怀特岛上另一个历史景点在千年城堡Cari *** rooke Castle中。作为堡垒,这里前后防御过法国和西班牙的入侵。作为宫邸住宅,这里也经历过数代皇亲国戚。但最有戏剧色彩的莫过于英国国王查理一世在1647年内战期间逃难到此,遭老臣子暗算,原以为的庇护所成了自己的监狱。后来两次试图越狱未遂,两年后被押回伦敦公开斩首。顶着大太阳拾级走上城墙,这段历史所呈现的惨烈,也是小时候上历史课时未曾感到过的。
在狂野的Compton Bay海滩上,我了解到原来怀特岛有着不列颠最厚的白垩纪地层。白垩纪早期时的Compton湾一带是极适合恐龙生息的水边沼泽。在过去一个世纪中,这个海滩上就发现过超过20个种类的恐龙,因而怀特岛也有“恐龙岛”的别称。而Compton湾的官方观光指引,也会指出在这儿发现化石的几率极高,并会指点大家如何在潮落时发现和观察化石。但假如不知情,来到海滩上,你并不会看到任何关于丰富考古资源的标示或警告。
白崖包围之下,人们在沙滩晒太阳、下海戏水,还因为四周环境比一般海滩更“野”而感觉愈加无拘无束。探索不同的海滩,最好提前看好当天涨潮退潮的时间。这天中午潮退后,走过大片坚实沙滩,然后扎进被阳光温过也仍然透心凉的海水里,实在是逼人热浪下最快意之事。
我喜欢海泳,到了怀特岛也像在希腊海岛那样,每日探索不同的海滩。沙软水清的自然很理想,但置身于这样一个“野”滩,意识到散落在沙石之间的任何一个碎片都有可能是亿万年前生物的遗迹,这时就会生出与大自然融为一体的强烈感受。
而与Compton湾挨着的“清水湾”(Freshwater Bay),因为处在避风港下,海滩显出小家碧玉的气质。尤其是日落时分,水面毫无波澜,滩上全是小卵石,每一次海水拍上来,都会发出似乎包含了韵头、韵腹、韵尾的哗哗声响。如果加入几艘渔船,就能完美代入“渔舟唱晚”的场景。

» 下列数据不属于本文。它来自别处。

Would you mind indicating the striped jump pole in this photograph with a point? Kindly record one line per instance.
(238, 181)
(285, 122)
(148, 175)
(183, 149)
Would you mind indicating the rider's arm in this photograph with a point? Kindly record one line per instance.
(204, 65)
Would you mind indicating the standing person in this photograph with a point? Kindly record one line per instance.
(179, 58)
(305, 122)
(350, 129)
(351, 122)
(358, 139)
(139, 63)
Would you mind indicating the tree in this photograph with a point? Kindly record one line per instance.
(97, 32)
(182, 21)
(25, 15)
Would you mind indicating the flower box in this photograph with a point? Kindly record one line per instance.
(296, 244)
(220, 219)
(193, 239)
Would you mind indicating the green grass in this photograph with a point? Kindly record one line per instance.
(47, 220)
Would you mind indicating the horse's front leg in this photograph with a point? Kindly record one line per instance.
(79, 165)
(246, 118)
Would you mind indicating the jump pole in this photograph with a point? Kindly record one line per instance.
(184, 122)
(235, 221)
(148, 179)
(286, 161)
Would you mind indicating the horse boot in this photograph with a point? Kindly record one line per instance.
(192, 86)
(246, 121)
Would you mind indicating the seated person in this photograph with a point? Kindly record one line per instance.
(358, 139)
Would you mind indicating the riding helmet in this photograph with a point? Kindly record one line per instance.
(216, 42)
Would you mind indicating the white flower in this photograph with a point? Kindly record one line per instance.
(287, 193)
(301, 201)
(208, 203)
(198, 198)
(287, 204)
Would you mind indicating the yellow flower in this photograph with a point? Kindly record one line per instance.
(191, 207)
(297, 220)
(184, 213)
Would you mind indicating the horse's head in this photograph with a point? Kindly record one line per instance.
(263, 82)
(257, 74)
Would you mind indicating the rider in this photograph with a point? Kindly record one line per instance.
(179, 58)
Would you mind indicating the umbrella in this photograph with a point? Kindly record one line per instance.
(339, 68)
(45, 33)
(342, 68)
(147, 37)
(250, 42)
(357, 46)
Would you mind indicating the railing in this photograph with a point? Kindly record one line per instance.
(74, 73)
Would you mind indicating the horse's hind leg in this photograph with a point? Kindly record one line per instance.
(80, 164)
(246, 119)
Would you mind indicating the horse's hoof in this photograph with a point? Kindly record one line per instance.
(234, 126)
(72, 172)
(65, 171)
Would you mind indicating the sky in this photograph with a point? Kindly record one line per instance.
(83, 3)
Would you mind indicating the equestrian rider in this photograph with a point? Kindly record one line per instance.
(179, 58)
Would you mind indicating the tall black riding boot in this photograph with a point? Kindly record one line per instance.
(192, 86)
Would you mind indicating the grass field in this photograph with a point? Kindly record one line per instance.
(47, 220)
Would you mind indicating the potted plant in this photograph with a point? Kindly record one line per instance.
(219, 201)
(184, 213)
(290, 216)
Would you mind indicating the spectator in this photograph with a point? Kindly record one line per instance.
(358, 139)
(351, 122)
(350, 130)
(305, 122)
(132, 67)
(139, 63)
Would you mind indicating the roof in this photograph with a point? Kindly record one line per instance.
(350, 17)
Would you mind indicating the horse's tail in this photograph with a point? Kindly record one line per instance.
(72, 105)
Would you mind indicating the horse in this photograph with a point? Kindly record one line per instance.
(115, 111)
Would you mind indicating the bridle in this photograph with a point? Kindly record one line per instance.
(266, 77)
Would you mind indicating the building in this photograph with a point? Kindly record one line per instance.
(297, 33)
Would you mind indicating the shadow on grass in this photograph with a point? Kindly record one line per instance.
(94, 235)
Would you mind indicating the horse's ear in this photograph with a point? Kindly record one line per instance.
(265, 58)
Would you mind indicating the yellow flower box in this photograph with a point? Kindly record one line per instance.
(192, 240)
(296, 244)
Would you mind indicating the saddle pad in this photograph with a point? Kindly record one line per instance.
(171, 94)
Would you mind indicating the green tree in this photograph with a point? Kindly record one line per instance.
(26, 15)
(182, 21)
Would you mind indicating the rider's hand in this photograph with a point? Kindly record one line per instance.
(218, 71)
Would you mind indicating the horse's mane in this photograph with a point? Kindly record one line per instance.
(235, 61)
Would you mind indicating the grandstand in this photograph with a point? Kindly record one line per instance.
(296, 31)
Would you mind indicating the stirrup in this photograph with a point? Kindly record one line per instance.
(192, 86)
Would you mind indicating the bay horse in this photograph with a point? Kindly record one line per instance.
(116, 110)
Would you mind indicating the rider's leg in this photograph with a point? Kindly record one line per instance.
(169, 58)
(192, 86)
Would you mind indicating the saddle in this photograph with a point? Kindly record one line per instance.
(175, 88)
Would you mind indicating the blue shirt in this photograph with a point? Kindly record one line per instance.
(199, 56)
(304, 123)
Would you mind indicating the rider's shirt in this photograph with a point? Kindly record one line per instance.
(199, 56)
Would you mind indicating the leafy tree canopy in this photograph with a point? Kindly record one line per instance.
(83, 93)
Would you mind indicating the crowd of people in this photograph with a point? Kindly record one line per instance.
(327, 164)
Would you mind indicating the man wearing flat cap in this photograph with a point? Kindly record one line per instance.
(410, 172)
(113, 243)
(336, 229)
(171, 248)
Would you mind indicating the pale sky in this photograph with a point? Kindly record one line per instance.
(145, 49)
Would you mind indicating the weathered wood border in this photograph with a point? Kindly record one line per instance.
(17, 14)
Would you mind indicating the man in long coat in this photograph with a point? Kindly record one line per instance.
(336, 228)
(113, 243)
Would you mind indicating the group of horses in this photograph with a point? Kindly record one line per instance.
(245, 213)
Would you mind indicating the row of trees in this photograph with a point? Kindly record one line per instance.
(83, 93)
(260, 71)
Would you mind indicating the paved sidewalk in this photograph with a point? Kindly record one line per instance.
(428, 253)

白天探索过几个性格不同的海滩后,回到住处,眼前仍然是一片大海。这次我们下榻的地方位于怀特岛上东南岸的Shanklin小镇。住地Haven Hall是一座1908年建成的爱德华风格大宅,新主人是一对退休夫妇David与Arielle。两人把房子买下来以后,前后花了七百万英镑做重新装修,除了自住,在每年春天到深秋期间还部分作为旅馆和公寓对外出租。早年曾是多份报刊插画师的女主人Arielle,为每个房间亲手缝制床旗。在这里住的每天,海上日出都会很早将我唤醒,然后我喜欢独自坐到花园里,在舒爽的海风中打开电脑工作一到两小时,再用早饭。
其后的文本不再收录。